Великий князь был шефом Конного полка и зачастую кутил вместе с конногвардейцами в Мраморном дворце. Затянутые во время службы на все шнурки, крючки, пуговички, они в свободное время позволяли себе расслабляться, и порой до состояния скотского. В самом начале царствования его брата и произошла эта история, потрясшая весь Петербург, но о которой до сих пор говорили шепотом, как и об убийстве их отца.
Великий князь увлекся женой придворного ювелира итальянца Араужо и через посредников сделал ей оскорбительное предложение, на которое она отвечала явным презрением, и это ей дорого стоило.
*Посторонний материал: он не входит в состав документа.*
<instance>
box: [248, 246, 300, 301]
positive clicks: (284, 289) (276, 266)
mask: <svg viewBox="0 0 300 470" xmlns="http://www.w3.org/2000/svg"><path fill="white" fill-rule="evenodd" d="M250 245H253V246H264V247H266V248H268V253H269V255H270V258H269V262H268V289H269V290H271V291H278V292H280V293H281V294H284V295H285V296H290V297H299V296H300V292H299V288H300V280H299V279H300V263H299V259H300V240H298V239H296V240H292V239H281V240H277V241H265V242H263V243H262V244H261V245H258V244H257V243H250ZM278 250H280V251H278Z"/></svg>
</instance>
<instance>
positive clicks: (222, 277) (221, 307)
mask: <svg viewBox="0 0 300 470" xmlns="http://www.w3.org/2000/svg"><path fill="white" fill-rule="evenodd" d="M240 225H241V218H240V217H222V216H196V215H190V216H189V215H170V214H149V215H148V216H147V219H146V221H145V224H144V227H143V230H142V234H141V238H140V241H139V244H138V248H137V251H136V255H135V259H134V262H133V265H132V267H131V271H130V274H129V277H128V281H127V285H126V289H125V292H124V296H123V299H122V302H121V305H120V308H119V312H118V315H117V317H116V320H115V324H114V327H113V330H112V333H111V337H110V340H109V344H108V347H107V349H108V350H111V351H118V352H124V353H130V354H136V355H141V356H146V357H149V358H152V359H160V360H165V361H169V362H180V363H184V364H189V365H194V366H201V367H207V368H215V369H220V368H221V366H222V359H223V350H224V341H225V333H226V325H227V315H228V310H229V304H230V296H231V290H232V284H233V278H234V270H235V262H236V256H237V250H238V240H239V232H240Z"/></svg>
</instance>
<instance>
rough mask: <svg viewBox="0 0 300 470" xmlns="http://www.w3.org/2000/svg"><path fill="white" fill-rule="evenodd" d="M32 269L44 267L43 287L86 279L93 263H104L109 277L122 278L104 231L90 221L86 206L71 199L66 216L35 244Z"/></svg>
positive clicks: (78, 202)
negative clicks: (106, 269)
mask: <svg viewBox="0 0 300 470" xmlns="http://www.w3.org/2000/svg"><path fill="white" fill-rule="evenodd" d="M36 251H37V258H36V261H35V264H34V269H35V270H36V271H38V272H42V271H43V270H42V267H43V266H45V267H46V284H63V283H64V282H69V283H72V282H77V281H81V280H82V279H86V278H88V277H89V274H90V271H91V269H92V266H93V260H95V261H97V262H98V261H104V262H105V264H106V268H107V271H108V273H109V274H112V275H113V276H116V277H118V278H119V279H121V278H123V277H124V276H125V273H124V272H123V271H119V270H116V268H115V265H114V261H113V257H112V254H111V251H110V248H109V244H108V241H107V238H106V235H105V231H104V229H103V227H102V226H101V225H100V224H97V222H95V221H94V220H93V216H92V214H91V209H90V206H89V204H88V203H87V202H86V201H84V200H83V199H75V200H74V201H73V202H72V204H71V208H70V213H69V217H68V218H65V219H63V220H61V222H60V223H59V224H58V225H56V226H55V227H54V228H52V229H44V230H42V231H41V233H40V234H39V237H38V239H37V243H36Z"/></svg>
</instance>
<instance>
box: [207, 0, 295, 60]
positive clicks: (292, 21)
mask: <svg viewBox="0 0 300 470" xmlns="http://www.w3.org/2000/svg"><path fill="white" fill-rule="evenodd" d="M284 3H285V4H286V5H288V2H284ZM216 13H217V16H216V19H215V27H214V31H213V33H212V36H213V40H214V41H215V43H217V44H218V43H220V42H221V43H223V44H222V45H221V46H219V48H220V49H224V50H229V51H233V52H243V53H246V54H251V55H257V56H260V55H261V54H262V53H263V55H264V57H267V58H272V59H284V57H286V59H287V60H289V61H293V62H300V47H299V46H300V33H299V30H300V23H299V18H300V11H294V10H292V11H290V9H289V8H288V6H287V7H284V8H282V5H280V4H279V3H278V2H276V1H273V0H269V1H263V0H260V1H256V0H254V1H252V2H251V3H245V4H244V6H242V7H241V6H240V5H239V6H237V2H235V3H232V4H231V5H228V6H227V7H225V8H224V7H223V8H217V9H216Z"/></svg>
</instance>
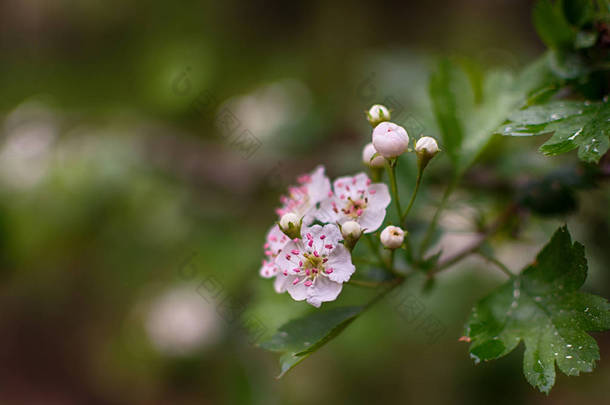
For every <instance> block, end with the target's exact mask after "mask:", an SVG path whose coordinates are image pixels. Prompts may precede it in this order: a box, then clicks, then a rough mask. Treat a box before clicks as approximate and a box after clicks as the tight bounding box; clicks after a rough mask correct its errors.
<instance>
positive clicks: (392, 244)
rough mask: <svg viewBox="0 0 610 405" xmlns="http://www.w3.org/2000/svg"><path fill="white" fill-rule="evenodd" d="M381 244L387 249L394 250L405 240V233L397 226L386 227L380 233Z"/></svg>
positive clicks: (403, 231) (398, 246)
mask: <svg viewBox="0 0 610 405" xmlns="http://www.w3.org/2000/svg"><path fill="white" fill-rule="evenodd" d="M380 239H381V244H382V245H383V246H385V247H387V248H389V249H396V248H399V247H400V246H401V245H402V242H403V241H404V239H405V231H403V230H402V229H400V228H399V227H397V226H392V225H390V226H386V227H385V229H384V230H383V231H382V232H381V236H380Z"/></svg>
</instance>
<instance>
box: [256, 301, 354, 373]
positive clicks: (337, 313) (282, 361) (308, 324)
mask: <svg viewBox="0 0 610 405" xmlns="http://www.w3.org/2000/svg"><path fill="white" fill-rule="evenodd" d="M363 309H364V307H362V306H351V307H340V308H333V309H329V310H322V311H316V312H314V313H311V314H309V315H307V316H305V317H302V318H299V319H293V320H292V321H290V322H288V323H286V324H285V325H283V326H281V327H280V328H279V329H278V331H277V333H276V334H275V335H273V336H272V337H271V339H269V340H268V341H265V342H262V343H261V344H260V346H261V347H262V348H264V349H267V350H270V351H274V352H280V353H282V355H281V356H280V368H281V370H280V375H279V376H278V378H281V377H282V376H283V375H284V374H286V372H288V371H289V370H291V369H292V368H293V367H294V366H296V365H297V364H299V363H300V362H301V361H303V360H305V359H306V358H307V357H308V356H309V355H310V354H311V353H313V352H315V351H316V350H318V349H319V348H321V347H322V346H324V345H325V344H326V343H328V342H329V341H330V340H332V339H334V338H335V337H337V335H339V333H341V332H342V331H343V329H345V328H346V327H347V326H348V325H349V324H350V323H351V322H352V321H353V320H354V319H356V317H358V315H360V313H362V311H363Z"/></svg>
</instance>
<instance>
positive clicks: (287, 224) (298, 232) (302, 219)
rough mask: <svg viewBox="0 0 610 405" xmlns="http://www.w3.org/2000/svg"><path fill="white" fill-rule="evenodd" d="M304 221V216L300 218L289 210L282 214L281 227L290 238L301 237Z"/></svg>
mask: <svg viewBox="0 0 610 405" xmlns="http://www.w3.org/2000/svg"><path fill="white" fill-rule="evenodd" d="M302 222H303V219H302V218H299V217H298V216H297V214H295V213H293V212H289V213H287V214H284V215H283V216H282V219H280V229H281V230H282V232H284V233H285V234H286V235H287V236H288V237H289V238H290V239H295V238H300V237H301V223H302Z"/></svg>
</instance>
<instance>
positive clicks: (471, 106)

Впрочем, некоторые говорили, что другим она охотно давала, а только с великим князем нашла коса на камень. Летом 1803 года однажды под вечер за ней приехала карета будто бы от больной родственницы. Ничего не подозревая, она сошла и села в карету, где ее схватили, зажали рот и отвезли в Мраморный дворец. Несколько часов бедную женщину насиловали конногвардейцы. Сам великий князь не принимал в этом участия, а только сполна наслаждался местью, наблюдая. Потом она была отвезена к своему крыльцу и брошена на улице. Когда на звон колокольчика вышли ее принять, кареты уже не было. Несчастная Араужо лежала на мостовой почти без чувств и только и смогла сказать мужу, что обесчещена во дворце. Она тут же потеряла сознание и, не приходя в себя, умерла. На крик мужа сбежалось множество народу: свидетельство было огромное!